Seasonal Runoff Stream

Too Much Water Moving Too Fast

Why on earth do we want this stuff to flow? Is it because water engineering systems were developed for other conditions and no one bothered to make alterations? You’d almost think so. At any rate, the natural anti-erosion system of the streambed has a different goal:

Natural Streambed

Looking the other way from the eroded streambed above, we see natural processes attempting to hold on to water for as long as they can. When it moves, it moves as much through life as it does as elemental water.

That’s one way of holding on to water. There’s another:

Holding Water in Place

All you gotta do is freeze it. This is water that flowed slowly, over weeks, from the bank above it. Now it’s stopped dead in its tracks.

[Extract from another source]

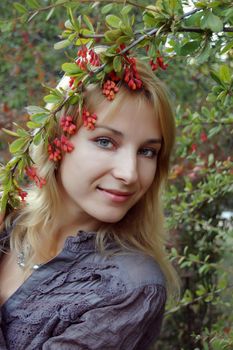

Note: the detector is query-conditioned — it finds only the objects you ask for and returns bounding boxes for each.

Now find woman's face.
[58,96,162,230]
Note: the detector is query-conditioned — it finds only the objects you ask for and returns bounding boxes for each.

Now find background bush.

Our water reservoirs store water for about six months of every year. Ice does the same. Instead of letting our fall water pour away, we could keep it as ice and release it in the spring, when it might take a month’s pressure off of a 4-month irrigation resource — a potential saving of 25%.

This is not a new idea. Arrow-leafed balsam root, those beautiful yellow wild sunflowers of spring, thought of it long ago. Take a look:

Balsam Root Hoarding Moisture

The broad leaves of the balsam root, that prevent grasses from growing up in competitioin, wither away by midsummer to leave each balsam root in a small clearing of its own. When the snow falls, the balsam root gets its full benefit, released over time. The plants have effectively lengthened their winter and ensured a wet spring. The snow that fell on the surrounding plants, on the other hand, has already started to move downhill.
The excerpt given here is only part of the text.